On page 5, we are told that the surveyors carried out historical research. If they did, it is very thinly reflected in the pages that follow. The focus of the work is overwhelmingly on architecture (itself not discussed in much detail); the social and cultural history of Decatur is scarcely touched upon, unless that history has been bland beyond belief. The “historical context” that begins on page 11 provides no context at all. It merely defines time periods and says the city grew as these periods progressed. Note, for instance, that:

(a) Apparently no Indians ever came close to Decatur; the place has no history prior to the “first European settlers.” One wonders, too, if all these settlers were “European;” I seem to recall that a lot of such settlers were accompanied (willingly or otherwise) by settlers of African origin.

(b) We are given no notion of why Decatur ever came to be; the “Final Report” just accepts that it came into existence and developed quietly thereafter. We are told that it “promoted itself as a quiet, prosperous small town” in the mid-1800s, which “offered a peaceful, healthful, and beautiful place to live.” Was there some economic basis for its prosperity? Some social or cultural basis for its perceived beauty? Some environmental reason for its healthfulness?

(c) Apparently no African-Americans have ever lived in Decatur, or if they have, they are invisible in its history. My family’s lore tells of much-respected African-American women who took care of my elder siblings and me; I wonder where they came from.

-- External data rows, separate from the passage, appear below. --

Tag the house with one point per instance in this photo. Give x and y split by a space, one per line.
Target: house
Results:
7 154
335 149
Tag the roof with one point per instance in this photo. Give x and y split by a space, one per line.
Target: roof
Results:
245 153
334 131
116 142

(d) Somehow Decatur seems to have escaped the Civil War untouched. I had the impression that Sherman’s army had some effect on the place, but I suppose I (and Wikipedia, for what that is worth) must be mistaken. Sherman’s depredations apparently had nothing to do with the fact that “none of these original historic structures (around the Square) remain.”

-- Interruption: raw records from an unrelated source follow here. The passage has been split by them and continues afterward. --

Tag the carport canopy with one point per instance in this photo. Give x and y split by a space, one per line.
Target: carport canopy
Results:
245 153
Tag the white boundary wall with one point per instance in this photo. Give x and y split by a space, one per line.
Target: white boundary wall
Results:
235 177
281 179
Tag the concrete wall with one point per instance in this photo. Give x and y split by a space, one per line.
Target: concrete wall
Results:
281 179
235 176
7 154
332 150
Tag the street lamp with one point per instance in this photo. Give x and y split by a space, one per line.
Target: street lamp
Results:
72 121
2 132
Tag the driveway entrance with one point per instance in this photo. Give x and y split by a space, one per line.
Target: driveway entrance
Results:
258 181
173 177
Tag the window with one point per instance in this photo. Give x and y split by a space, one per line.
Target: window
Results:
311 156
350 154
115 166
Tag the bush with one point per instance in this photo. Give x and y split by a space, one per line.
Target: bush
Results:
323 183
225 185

(e) Similarly, the difficulties surrounding Reconstruction seem to have had no impact on Decatur. What a blessed town it must be!

(f) Decatur’s growth has apparently been a sort of organic thing, perhaps fueled by photosynthesis. Neighborhoods simply “develop” or sometimes “are developed.” What motivated their development, and hence might have influenced their character, was apparently of no interest to the authors of the “Final Report.”

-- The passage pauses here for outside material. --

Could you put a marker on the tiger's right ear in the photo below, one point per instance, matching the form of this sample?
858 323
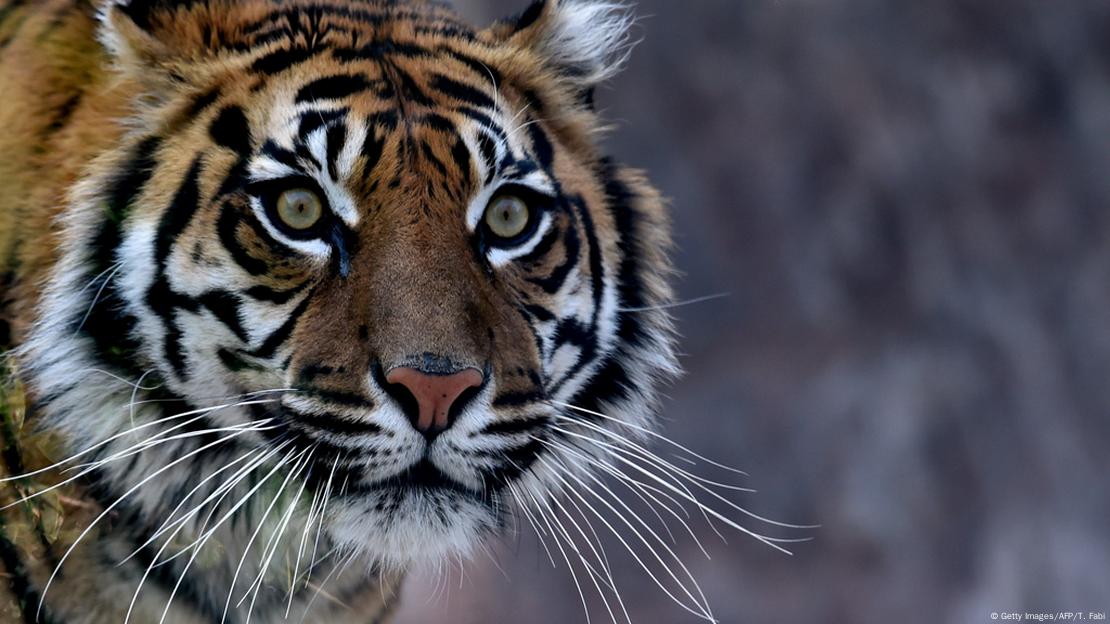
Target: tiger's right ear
143 34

(g) Nothing seems to have happened in Decatur after the period 1940-60. This may reflect the author’s decision not to consider buildings unless they were at least fifty years old – a decision that may be justified in a mindless sort of way by the National Register of Historic Places’ general exclusion of properties achieving significance in the last fifty years. In most parts of the world, however – at least to the best of my knowledge – history did not stop fifty years ago, and in some places recent historical events have had profound impacts on both historic properties and the communities in which they exist. Apparently not in Decatur, however.

The bulk of the “Final Report” comprises “Neighborhood Summaries” made up of maps and very thin descriptions of Decatur’s neighborhoods, through which are woven largely unsubstantiated statements like “a good example,” “has kept its historic character,” and “not proposed as a historic district.” Presumably these are statements of opinion and intent by the authors – who I find nowhere identified by name, and whose qualifications, as far as I can tell, are nowhere presented.

Nor can I even determine from the “Final Report” how neighborhoods or specific properties were defined and selected for evaluation. For instance, my older sister, who actually remembers Decatur in the late 1930s/early 1940s, tells me of a neighborhood in which African-American families were concentrated. I imagine this neighborhood lost its distinctive character – for better or worse – during the social changes of the mid-late 20th century, but I have to wonder where it was, what surviving properties might be associated with it, and what cultural significance they may retain for Decatur’s African-American residents – who I cannot believe do not exist, despite their total invisibility in the “Final Report.”

In summary, the “Final Report” seems to be to be a deeply deficient product, notably in the following ways:

1. No evidence that the community was involved in any way in its production;

2. A remarkably vague, uncritical, bit of happy-talk about Decatur’s development instead of a useful discussion of the town’s history.

3. No representation of history as a basis for judging historical significance; evaluations were apparently done solely on the basis of perceived architectural merit.

4. Narrowly limited and usually unspecified bases for characterization and evaluation. The perceptions upon which evaluations were based were apparently only those of the anonymous outside professionals who performed the survey, and whose qualifications to make such evaluations are not even shared with those who, we are assured on pages 4-5, will benefit from them. The reader is expected, apparently, to accept these perceptions as gospel truth.

Again, I am sorry to say that in my experience these sorts of deficiencies are not uncommon among survey reports done for local governments, states, federal agencies and non-governmental organizations throughout the country, but in my opinion they are no less deficient for being common. Historic preservation has sunk very low when this sort of report passes for a professional planning document.

I hope this admittedly critical review is of some use to you.